Period of performance:
Over one-hundred million people in Bangladesh, India, Nepal, Pakistan, Cambodia, Vietnam, and Myanmar are chronically exposed to dangerous concentrations of arsenic because they rely on groundwater that is contaminated by naturally occurring arsenic. The most effective response to this crisis has been to encourage people to switch to safe wells.
In Bangladesh, where the problem is most severe, more than 50% have switched to either neighboring safe wells or newly installed deep wells that extract from below the contaminated level. The long-term risk of this strategy is clear: It relies on the continued production of safe water from regions of aquifers that are dangerously contaminated nearby. Although the strategy appears to be working for most wells, there is already evidence that contamination is increasing in some areas where groundwater flow is accelerated by municipal or irrigation pumping. At this point, we have little capacity to predict long-term groundwater safety even as aquifers are extensively pumped.

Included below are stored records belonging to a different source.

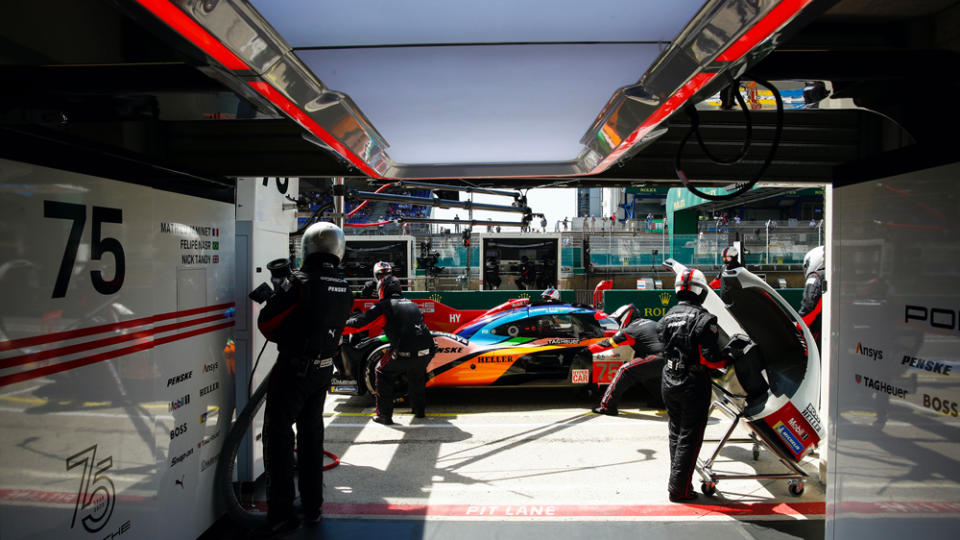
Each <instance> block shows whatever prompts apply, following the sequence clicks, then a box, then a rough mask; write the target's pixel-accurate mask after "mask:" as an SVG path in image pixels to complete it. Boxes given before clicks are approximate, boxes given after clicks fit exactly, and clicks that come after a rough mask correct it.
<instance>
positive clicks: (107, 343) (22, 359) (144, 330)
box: [0, 314, 223, 369]
mask: <svg viewBox="0 0 960 540" xmlns="http://www.w3.org/2000/svg"><path fill="white" fill-rule="evenodd" d="M221 319H223V315H219V314H218V315H210V316H209V317H201V318H199V319H192V320H189V321H183V322H178V323H174V324H167V325H164V326H158V327H156V328H154V329H152V330H141V331H139V332H134V333H132V334H123V335H119V336H112V337H108V338H103V339H97V340H93V341H87V342H85V343H77V344H75V345H70V346H68V347H60V348H59V349H50V350H46V351H40V352H35V353H31V354H24V355H21V356H13V357H10V358H6V359H4V360H0V369H6V368H10V367H13V366H19V365H23V364H29V363H31V362H39V361H41V360H47V359H50V358H56V357H58V356H66V355H68V354H73V353H78V352H83V351H89V350H92V349H99V348H101V347H106V346H108V345H115V344H117V343H123V342H124V341H133V340H135V339H143V338H148V337H150V336H153V335H155V334H161V333H163V332H170V331H172V330H177V329H179V328H184V327H187V326H195V325H198V324H203V323H207V322H213V321H218V320H221Z"/></svg>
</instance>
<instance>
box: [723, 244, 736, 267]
mask: <svg viewBox="0 0 960 540" xmlns="http://www.w3.org/2000/svg"><path fill="white" fill-rule="evenodd" d="M720 258H721V259H722V260H723V263H724V264H726V265H727V267H729V268H736V267H738V266H740V250H739V249H737V246H730V247H728V248H724V250H723V254H722V255H721V256H720Z"/></svg>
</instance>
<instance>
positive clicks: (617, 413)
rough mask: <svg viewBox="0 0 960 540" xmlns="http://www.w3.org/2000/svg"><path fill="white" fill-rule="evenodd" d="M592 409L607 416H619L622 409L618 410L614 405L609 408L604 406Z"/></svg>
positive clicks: (594, 411)
mask: <svg viewBox="0 0 960 540" xmlns="http://www.w3.org/2000/svg"><path fill="white" fill-rule="evenodd" d="M591 410H592V411H593V412H595V413H597V414H605V415H607V416H617V415H618V414H620V411H618V410H617V409H616V408H614V407H611V408H609V409H604V408H603V407H594V408H593V409H591Z"/></svg>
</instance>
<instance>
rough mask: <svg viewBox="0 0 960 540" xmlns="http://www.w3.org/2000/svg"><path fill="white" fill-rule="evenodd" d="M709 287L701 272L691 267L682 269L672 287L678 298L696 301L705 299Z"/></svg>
mask: <svg viewBox="0 0 960 540" xmlns="http://www.w3.org/2000/svg"><path fill="white" fill-rule="evenodd" d="M709 288H710V286H709V285H708V284H707V278H705V277H703V272H701V271H699V270H696V269H693V268H686V269H684V271H683V272H681V273H680V275H679V276H677V282H676V285H675V287H674V289H676V291H677V299H678V300H687V301H688V302H697V303H701V302H703V301H704V299H706V297H707V290H708V289H709Z"/></svg>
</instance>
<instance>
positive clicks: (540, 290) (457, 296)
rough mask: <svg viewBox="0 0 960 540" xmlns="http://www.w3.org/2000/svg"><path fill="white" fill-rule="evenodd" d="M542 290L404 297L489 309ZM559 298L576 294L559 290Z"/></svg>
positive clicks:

Harvey and his team seek to develop better predictive models of arsenic contamination by taking advantage of the large number of disjointed and uncoordinated data sets (including their own) that have been collected and published over the last two decades. They will identify features, spatial patterns, and temporal trends that are common across data sets of arsenic concentrations. Based on this analysis they will determine the types of models that either can explain, or are inconsistent with these factors.
The results of this work will be used to (1) devise future data collection methodologies targeted for testing important hypotheses, and (2) make recommendations for siting safe wells in areas with contaminated groundwater and for managing groundwater resources.